Setting: The use of pyrazinamide (PZA) is important for the treatment of Mycobacterium tuberculosis as it is bactericidal to semi-dormant mycobacteria that are not affected by other drugs. The incidence of resistance to PZA and other drugs used in the treatment of M. tuberculosis is increasing in South Africa.
Objective: To characterise the pncA gene of M. tuberculosis isolates from Gauteng, South Africa, and to develop a rapid diagnostic method.
Design: The pncA gene and the putative regulatory gene were characterised by sequence analysis in a total of six PZA susceptible and 15 resistant isolates. The association with classical PZA susceptibility testing and PZase activity was determined.
Results: All PZA-resistant isolates were PZase negative as well as resistant to at least one other anti-tuberculosis drugs. Mutations were identified throughout the length of the pncA gene in 10/15 PZA-resistant isolates. Five lacked PZase activity, but the wild type pncA sequence was present. In all six PZase-positive strains, a PZA-susceptible pattern was obtained on BACTEC and the wild type pncA sequence was present.
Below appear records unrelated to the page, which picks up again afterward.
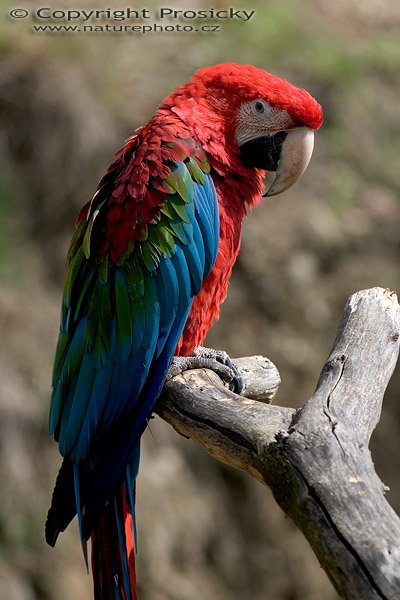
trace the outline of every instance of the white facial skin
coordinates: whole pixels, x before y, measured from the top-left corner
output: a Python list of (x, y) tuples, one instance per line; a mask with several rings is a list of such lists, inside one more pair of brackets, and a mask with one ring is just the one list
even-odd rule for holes
[(294, 127), (286, 110), (272, 108), (258, 98), (243, 102), (239, 108), (236, 140), (239, 146), (250, 140), (285, 131), (275, 179), (266, 196), (275, 196), (291, 187), (307, 168), (314, 147), (314, 131), (308, 127)]

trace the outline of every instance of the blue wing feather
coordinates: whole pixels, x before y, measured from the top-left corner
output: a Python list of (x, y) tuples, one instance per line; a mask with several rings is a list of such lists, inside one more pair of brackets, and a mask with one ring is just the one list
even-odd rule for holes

Conclusion: Sequencing is an effective means to identify mutations in the pncA gene in M. tuberculosis and therefore resistance to PZA. The fact that some PZA-resistant M. tuberculosis isolates lack mutations in the pncA gene suggests that alternative mechanisms for drug resistance exist. In PZase negative strains with no genetic changes which are resistant to 100 microg/ml and susceptible to 300 microg/ml, 300 microg/ml may be a more reliable breakpoint.